Também estava delicioso, agora percebia porque é que os Alentejanos estão cheios de colesterol.
Esperava voltar brevemente.

A hora do almoço passou rápido, adorei a comida e a companhia, já sentia saudades de estar com ela assim.
Ela pagou e fomos até à Universidade a pé, estava um dia lindo.

Assim que cheguei ao portão, a funcionária comunica-me que a directora estava à minha espera.

- Sorte - disse-me a Amanda antes de lhe dar um abraço e ir directo ao gabinete da directora.

- Obrigado querida, depois mando-te mensagem com a decisão.

Fui em direcção ao Gabinete da directora, estava nervosa, a Camila chega hoje e aproveitava para partir amanhã e aproveitar mais uns dias com os meus pais, estava com tantas saudades...

Bati à porta e pedi licença, estavam todos os formadores reunidos quando entrei.

SERÁ QUE A DIRECTORA E OS PROFESSORES CHEGARAM A UM 
CONSENSO SOBRE A ''DISPENSA'' DA LEIRE?
ACEITARÃO? REJEITARÃO?

segunda-feira, 19 de novembro de 2012

Capítulo 57

Era madrugada de Sábado, estava sem sono ou melhor... não conseguia dormir devido aos acontecimentos no estádio da luz. Tinha tudo para ser um dia perfeito, mas resumiu-se ao dia mais infeliz da minha vida.
Levantei-me e vesti roupa para ir correr um bocado, estava a precisar de arejar a cabeça.

Roupa da Leire

Não pensei em nada e durante 2 horas corri, corri e corri com a cabeça vazia e o coração despedaçado.

Já pouco passava das 8 da manhã e voltei para casa, mas antes passei na padaria habitual a comprar pão e croissants fresquinhos.
Entrei em casa e o mesmo silêncio se fazia sentir, estava curiosa, será que a Amanda e o Diego?? Será?

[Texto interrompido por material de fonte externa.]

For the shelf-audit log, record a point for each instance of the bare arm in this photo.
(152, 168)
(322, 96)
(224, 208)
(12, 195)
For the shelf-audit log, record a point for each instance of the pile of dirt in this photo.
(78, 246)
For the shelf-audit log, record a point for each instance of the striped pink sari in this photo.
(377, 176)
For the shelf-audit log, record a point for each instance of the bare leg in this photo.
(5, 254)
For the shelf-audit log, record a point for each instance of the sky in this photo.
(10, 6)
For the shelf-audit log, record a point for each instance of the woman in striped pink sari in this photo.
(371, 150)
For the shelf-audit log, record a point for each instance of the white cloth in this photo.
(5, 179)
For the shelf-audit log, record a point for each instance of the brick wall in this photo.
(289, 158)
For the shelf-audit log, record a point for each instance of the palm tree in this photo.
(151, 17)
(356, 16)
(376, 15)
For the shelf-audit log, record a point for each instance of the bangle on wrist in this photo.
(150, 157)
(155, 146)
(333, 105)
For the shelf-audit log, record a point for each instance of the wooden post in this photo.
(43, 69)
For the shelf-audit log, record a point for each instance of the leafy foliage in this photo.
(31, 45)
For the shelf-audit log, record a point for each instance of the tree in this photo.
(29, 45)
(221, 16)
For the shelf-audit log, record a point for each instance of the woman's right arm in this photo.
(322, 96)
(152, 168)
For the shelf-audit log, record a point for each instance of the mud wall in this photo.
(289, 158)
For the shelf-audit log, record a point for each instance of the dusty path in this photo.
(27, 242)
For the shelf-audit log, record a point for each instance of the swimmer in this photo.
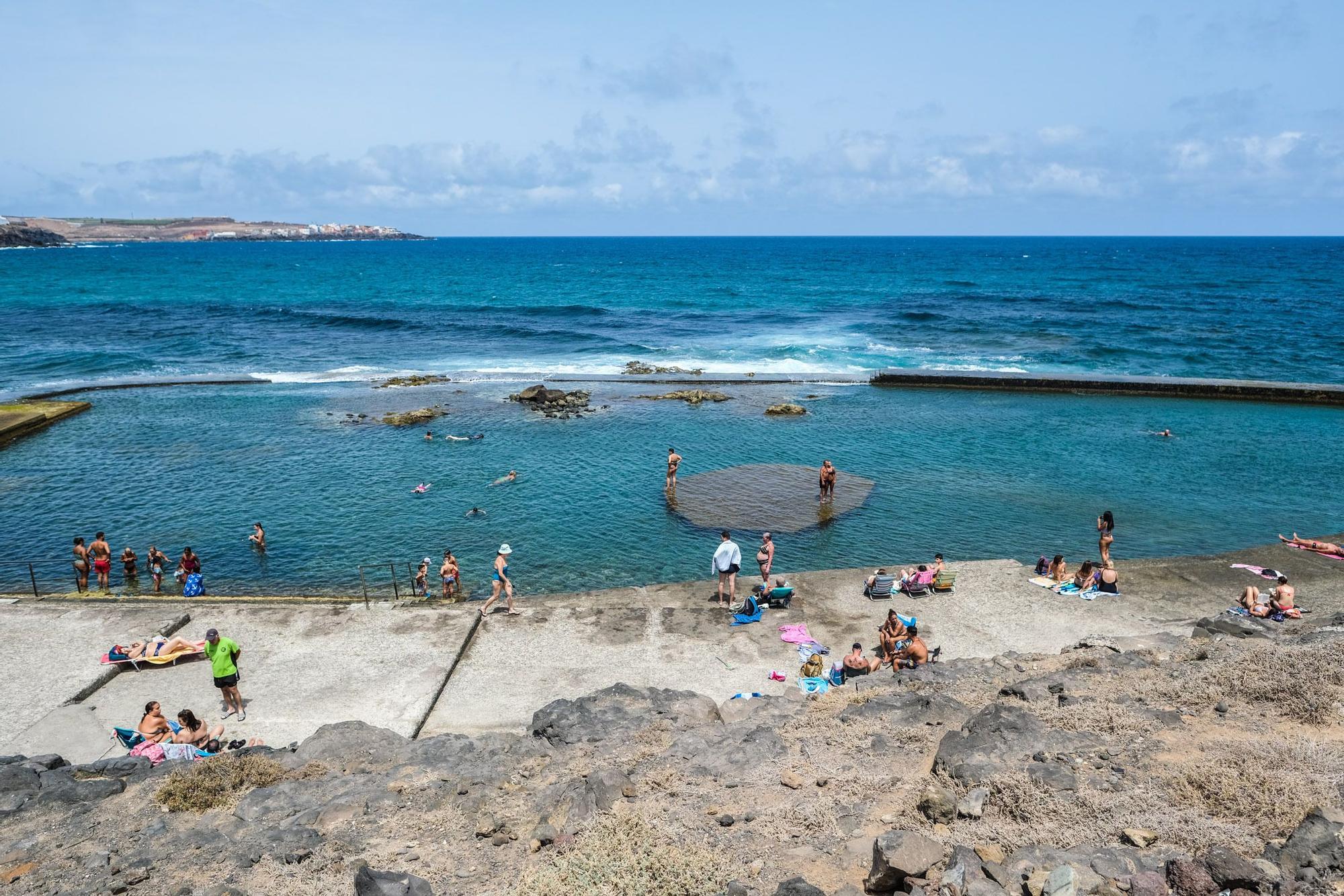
(1311, 545)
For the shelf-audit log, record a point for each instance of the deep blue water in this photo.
(972, 475)
(1255, 308)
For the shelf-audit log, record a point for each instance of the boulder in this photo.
(690, 397)
(1190, 878)
(1230, 871)
(898, 855)
(619, 710)
(937, 804)
(798, 887)
(385, 883)
(1318, 843)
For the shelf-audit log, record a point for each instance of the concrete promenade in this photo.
(307, 664)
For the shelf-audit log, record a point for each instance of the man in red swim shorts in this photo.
(101, 554)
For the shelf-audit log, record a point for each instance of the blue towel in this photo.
(745, 620)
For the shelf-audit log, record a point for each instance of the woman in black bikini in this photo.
(1107, 529)
(194, 731)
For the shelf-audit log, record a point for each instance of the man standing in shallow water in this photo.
(674, 463)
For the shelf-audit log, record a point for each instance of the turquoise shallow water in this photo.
(974, 475)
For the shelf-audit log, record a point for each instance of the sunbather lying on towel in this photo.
(1275, 601)
(159, 647)
(916, 654)
(1312, 545)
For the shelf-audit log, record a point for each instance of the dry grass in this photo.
(1304, 683)
(1271, 785)
(627, 855)
(214, 784)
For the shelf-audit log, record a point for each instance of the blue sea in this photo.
(974, 475)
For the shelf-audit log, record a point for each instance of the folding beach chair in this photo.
(881, 589)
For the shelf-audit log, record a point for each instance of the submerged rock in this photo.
(412, 418)
(417, 379)
(554, 402)
(690, 397)
(642, 369)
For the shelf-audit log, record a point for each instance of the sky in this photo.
(618, 119)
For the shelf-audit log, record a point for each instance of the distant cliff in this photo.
(186, 230)
(26, 237)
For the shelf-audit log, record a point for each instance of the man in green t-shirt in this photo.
(224, 664)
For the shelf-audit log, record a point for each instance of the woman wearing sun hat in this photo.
(502, 581)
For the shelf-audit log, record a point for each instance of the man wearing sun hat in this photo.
(224, 664)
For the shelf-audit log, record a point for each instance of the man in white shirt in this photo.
(728, 561)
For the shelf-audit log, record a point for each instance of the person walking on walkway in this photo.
(728, 562)
(224, 664)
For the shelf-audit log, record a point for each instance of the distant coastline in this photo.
(197, 230)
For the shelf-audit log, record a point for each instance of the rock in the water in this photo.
(642, 369)
(1316, 843)
(1140, 838)
(898, 855)
(939, 804)
(385, 883)
(416, 379)
(690, 397)
(798, 887)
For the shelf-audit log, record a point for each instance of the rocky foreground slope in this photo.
(1189, 766)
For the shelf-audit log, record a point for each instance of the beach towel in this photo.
(1333, 557)
(108, 660)
(814, 686)
(1296, 613)
(1265, 573)
(752, 613)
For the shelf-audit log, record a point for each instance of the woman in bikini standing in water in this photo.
(765, 557)
(81, 565)
(501, 581)
(1105, 529)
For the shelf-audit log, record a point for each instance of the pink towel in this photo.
(1261, 572)
(1333, 557)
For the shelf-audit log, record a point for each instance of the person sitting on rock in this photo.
(892, 636)
(1275, 601)
(857, 664)
(916, 654)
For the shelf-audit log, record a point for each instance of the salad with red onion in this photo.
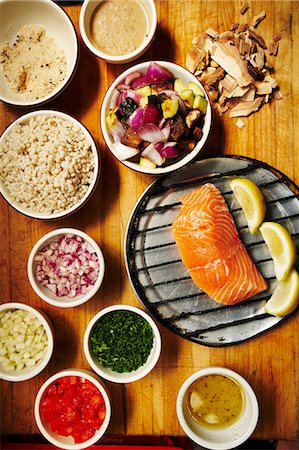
(68, 266)
(154, 118)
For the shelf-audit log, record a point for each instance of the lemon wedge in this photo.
(281, 247)
(285, 297)
(251, 200)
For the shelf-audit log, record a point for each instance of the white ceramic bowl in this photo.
(45, 293)
(29, 372)
(224, 438)
(125, 377)
(15, 14)
(178, 72)
(96, 173)
(86, 13)
(67, 442)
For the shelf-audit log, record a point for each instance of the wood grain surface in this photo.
(270, 362)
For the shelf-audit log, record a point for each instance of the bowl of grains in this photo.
(26, 341)
(66, 267)
(122, 343)
(49, 164)
(39, 51)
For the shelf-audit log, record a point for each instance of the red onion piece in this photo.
(151, 114)
(131, 77)
(158, 73)
(134, 95)
(161, 123)
(151, 133)
(114, 99)
(117, 131)
(166, 132)
(136, 119)
(124, 152)
(153, 155)
(64, 266)
(174, 95)
(123, 87)
(142, 81)
(159, 146)
(169, 151)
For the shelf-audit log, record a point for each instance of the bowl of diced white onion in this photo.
(66, 267)
(26, 342)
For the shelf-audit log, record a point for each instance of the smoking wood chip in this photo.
(273, 48)
(246, 108)
(211, 32)
(226, 36)
(228, 83)
(276, 37)
(277, 95)
(244, 8)
(232, 102)
(194, 58)
(240, 123)
(233, 26)
(256, 37)
(229, 58)
(263, 87)
(237, 92)
(249, 96)
(234, 69)
(257, 19)
(199, 41)
(242, 27)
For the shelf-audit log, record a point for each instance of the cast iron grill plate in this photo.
(160, 279)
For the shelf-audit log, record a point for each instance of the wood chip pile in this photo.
(232, 67)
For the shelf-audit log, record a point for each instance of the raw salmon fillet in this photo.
(211, 249)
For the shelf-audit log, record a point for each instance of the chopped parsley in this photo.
(122, 341)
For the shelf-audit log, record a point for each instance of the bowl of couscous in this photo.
(39, 51)
(49, 164)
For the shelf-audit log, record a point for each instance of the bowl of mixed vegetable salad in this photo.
(156, 117)
(26, 341)
(122, 343)
(72, 409)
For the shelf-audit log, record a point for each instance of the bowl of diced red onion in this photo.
(66, 267)
(156, 117)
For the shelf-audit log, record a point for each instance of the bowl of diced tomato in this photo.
(72, 409)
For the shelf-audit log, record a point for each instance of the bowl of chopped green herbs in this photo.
(122, 343)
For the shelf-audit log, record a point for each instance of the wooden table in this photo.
(269, 362)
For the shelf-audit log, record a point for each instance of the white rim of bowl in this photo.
(42, 243)
(217, 370)
(105, 106)
(147, 366)
(68, 79)
(122, 58)
(97, 165)
(15, 376)
(82, 374)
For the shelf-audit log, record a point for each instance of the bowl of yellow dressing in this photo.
(118, 31)
(217, 408)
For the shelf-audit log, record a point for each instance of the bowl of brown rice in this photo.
(49, 164)
(39, 51)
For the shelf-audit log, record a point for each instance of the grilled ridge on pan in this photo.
(160, 279)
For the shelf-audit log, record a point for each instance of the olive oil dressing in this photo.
(215, 401)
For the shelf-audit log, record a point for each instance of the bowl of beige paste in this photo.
(118, 31)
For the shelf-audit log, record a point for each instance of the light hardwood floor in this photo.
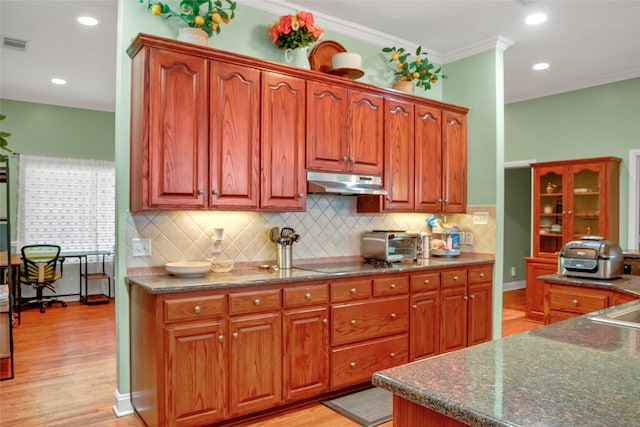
(65, 371)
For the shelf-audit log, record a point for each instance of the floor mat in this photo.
(368, 408)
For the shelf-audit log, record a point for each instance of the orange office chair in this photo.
(39, 270)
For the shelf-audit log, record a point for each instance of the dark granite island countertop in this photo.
(571, 373)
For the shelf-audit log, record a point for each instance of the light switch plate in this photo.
(141, 247)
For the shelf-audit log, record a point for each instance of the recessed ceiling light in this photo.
(535, 18)
(88, 20)
(540, 66)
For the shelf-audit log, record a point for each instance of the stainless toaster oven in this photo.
(389, 245)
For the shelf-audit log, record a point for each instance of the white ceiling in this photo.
(587, 42)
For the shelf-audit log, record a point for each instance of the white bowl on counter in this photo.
(188, 268)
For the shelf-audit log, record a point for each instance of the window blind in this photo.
(67, 202)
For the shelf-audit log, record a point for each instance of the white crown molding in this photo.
(570, 87)
(341, 26)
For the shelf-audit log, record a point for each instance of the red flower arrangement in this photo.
(292, 31)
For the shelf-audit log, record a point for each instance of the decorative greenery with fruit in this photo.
(420, 70)
(204, 14)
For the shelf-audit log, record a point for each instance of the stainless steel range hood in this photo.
(345, 184)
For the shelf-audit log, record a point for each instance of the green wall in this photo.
(517, 222)
(598, 121)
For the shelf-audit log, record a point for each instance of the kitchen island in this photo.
(571, 373)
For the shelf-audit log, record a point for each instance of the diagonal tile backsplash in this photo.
(329, 228)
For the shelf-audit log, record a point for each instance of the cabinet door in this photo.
(327, 132)
(234, 137)
(453, 319)
(428, 159)
(177, 121)
(479, 314)
(255, 372)
(454, 162)
(283, 143)
(195, 374)
(424, 338)
(305, 372)
(534, 297)
(399, 164)
(366, 138)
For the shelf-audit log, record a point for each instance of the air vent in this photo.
(16, 44)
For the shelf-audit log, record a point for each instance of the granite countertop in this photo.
(628, 284)
(167, 283)
(571, 373)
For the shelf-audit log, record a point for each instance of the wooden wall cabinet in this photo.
(571, 199)
(344, 129)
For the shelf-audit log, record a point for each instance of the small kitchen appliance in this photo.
(591, 257)
(389, 245)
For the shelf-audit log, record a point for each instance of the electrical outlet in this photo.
(141, 247)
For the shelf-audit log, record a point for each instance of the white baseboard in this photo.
(122, 404)
(511, 286)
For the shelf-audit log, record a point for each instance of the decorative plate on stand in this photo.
(320, 56)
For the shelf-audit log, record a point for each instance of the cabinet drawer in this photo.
(254, 302)
(350, 289)
(390, 286)
(176, 310)
(365, 320)
(356, 363)
(577, 300)
(453, 278)
(425, 282)
(480, 274)
(300, 296)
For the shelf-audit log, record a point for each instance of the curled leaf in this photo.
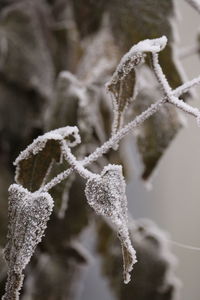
(122, 84)
(28, 214)
(35, 161)
(106, 195)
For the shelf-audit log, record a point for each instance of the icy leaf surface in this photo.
(138, 20)
(154, 274)
(106, 195)
(154, 136)
(35, 161)
(28, 214)
(122, 84)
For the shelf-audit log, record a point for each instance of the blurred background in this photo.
(80, 258)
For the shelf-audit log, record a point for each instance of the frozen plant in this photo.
(30, 209)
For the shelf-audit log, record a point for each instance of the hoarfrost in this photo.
(57, 135)
(28, 214)
(122, 84)
(106, 195)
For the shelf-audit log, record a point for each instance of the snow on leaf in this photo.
(35, 161)
(122, 84)
(106, 195)
(134, 21)
(28, 214)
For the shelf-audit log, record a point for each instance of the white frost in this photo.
(58, 134)
(107, 196)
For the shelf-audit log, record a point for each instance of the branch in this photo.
(123, 132)
(168, 91)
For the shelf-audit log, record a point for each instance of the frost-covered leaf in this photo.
(28, 214)
(34, 162)
(138, 20)
(155, 134)
(25, 53)
(106, 195)
(122, 84)
(154, 274)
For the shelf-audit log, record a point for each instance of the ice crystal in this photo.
(122, 84)
(57, 134)
(28, 214)
(106, 195)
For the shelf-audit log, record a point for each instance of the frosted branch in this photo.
(75, 164)
(168, 91)
(123, 132)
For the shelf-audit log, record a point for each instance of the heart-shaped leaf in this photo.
(35, 161)
(122, 84)
(106, 195)
(28, 214)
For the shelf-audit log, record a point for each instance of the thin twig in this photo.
(124, 131)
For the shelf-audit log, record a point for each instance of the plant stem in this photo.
(123, 132)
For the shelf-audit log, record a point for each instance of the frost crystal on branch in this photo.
(122, 84)
(57, 134)
(106, 195)
(28, 214)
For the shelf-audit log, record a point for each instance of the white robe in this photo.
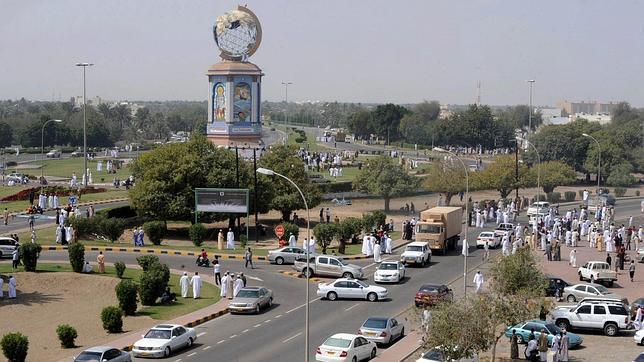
(184, 282)
(196, 286)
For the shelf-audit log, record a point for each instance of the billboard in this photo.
(222, 200)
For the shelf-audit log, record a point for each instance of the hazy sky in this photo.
(358, 51)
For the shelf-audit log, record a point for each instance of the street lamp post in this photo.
(84, 65)
(268, 172)
(466, 246)
(42, 145)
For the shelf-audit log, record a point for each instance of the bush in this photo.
(66, 334)
(76, 253)
(29, 253)
(120, 269)
(155, 230)
(15, 346)
(112, 318)
(126, 292)
(569, 195)
(197, 233)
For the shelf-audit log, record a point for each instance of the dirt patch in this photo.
(46, 300)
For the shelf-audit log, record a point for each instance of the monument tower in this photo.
(234, 102)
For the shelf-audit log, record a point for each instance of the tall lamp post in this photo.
(84, 65)
(42, 145)
(466, 245)
(599, 166)
(268, 172)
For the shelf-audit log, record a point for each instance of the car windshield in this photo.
(89, 356)
(247, 294)
(158, 334)
(376, 323)
(337, 342)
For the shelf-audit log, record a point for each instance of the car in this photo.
(7, 246)
(539, 208)
(346, 347)
(351, 288)
(430, 294)
(578, 292)
(389, 271)
(287, 254)
(382, 330)
(524, 329)
(103, 354)
(163, 339)
(489, 236)
(251, 300)
(417, 252)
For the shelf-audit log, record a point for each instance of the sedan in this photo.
(577, 292)
(103, 353)
(389, 271)
(382, 330)
(251, 300)
(286, 254)
(346, 347)
(351, 289)
(523, 330)
(163, 339)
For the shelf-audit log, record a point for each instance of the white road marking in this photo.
(288, 339)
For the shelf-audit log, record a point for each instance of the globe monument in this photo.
(234, 103)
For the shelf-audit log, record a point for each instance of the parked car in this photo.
(352, 289)
(389, 271)
(577, 292)
(489, 237)
(251, 300)
(163, 339)
(382, 330)
(286, 254)
(103, 354)
(346, 347)
(430, 294)
(524, 329)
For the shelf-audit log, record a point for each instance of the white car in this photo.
(352, 289)
(389, 272)
(163, 339)
(489, 236)
(346, 347)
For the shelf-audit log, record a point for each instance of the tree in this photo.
(382, 177)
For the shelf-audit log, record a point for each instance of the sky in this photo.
(331, 50)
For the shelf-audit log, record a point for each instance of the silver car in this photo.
(103, 353)
(382, 330)
(284, 255)
(251, 300)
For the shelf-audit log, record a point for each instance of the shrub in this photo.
(126, 292)
(15, 346)
(120, 268)
(112, 318)
(155, 230)
(66, 334)
(197, 233)
(29, 253)
(76, 253)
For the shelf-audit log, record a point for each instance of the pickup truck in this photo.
(329, 266)
(597, 272)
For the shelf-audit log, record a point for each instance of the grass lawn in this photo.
(209, 293)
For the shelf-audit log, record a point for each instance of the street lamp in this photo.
(84, 65)
(466, 245)
(42, 145)
(599, 166)
(268, 172)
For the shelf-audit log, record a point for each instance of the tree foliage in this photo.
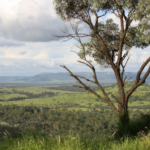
(109, 43)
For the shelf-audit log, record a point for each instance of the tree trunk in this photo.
(123, 114)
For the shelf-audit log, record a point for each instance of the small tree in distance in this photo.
(109, 44)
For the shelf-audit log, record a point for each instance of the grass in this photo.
(83, 99)
(34, 141)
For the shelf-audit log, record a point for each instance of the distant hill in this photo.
(49, 77)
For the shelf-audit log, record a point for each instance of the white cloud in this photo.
(27, 47)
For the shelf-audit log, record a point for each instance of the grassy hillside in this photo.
(74, 98)
(64, 117)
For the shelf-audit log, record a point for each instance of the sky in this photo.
(27, 46)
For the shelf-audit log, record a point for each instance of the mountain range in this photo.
(104, 77)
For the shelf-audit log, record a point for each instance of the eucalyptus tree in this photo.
(109, 44)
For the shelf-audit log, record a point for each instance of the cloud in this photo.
(30, 20)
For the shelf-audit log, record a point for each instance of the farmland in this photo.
(49, 112)
(70, 97)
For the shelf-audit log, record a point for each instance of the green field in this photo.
(70, 97)
(42, 116)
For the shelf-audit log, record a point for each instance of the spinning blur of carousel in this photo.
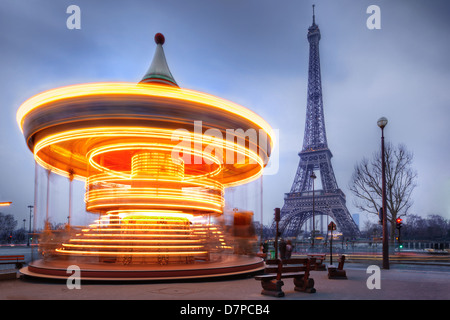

Fui até à porta do quarto dela e resolvi abri-la devagar e ver com os meus próprios olhos o que já sabia, mas eu era daquele tipo... ''Ver para crer''.

Amanda e Diego a Dormir

Estava confirmado, Amanda e Diego passaram a noite juntos, ao vê-los assim, senti ciúmes com aquela cumplicidade e amor que havia na cara deles, era aquilo que procurava e dois homens quase conseguiram, mas acabaram do mesmo modo, desiludindo-me.
Fechei a porta com um sorriso na cara, estava feliz por ela e por ele.

Fui até à cozinha tomar o pequeno almoço, aproveitando os croissants quentinhos com uma fatia de queijo.

Liguei a Tv e como é normal naquela casa, estava no canal 30 da MEO - Benfica Tv, há uns tempos atrás diria que era o destino, mas naquele momento achei que fosse tortura. Estava a dar uma entrevista do Rodrigo poucos dias antes do jogo de ontem, falaram desse mesmo jogo e da sua vida pessoal, pela adaptação ao clube, colegas e à própria cidade. O assunto ''mulheres'' acabou com o resto da pouca alegria que conseguia tirar daquele dia. Tal como a anterior entrevista que tinha dado ao canal poucos dias depois do acidente em França, mencionando que estava apaixonado por uma mulher que tinha conhecido em estágio, mas não adiantou mais, desta vez, o mesmo aconteceu, referiu a ''tal mulher''.

''é uma mulher lindíssima  já há muito que não sei dela, estou completamente apaixonado por ela e vou lutar por ela para que sejamos felizes para sempre(...) Vou procurá-la, nem que seja a última coisa que faça na vida''.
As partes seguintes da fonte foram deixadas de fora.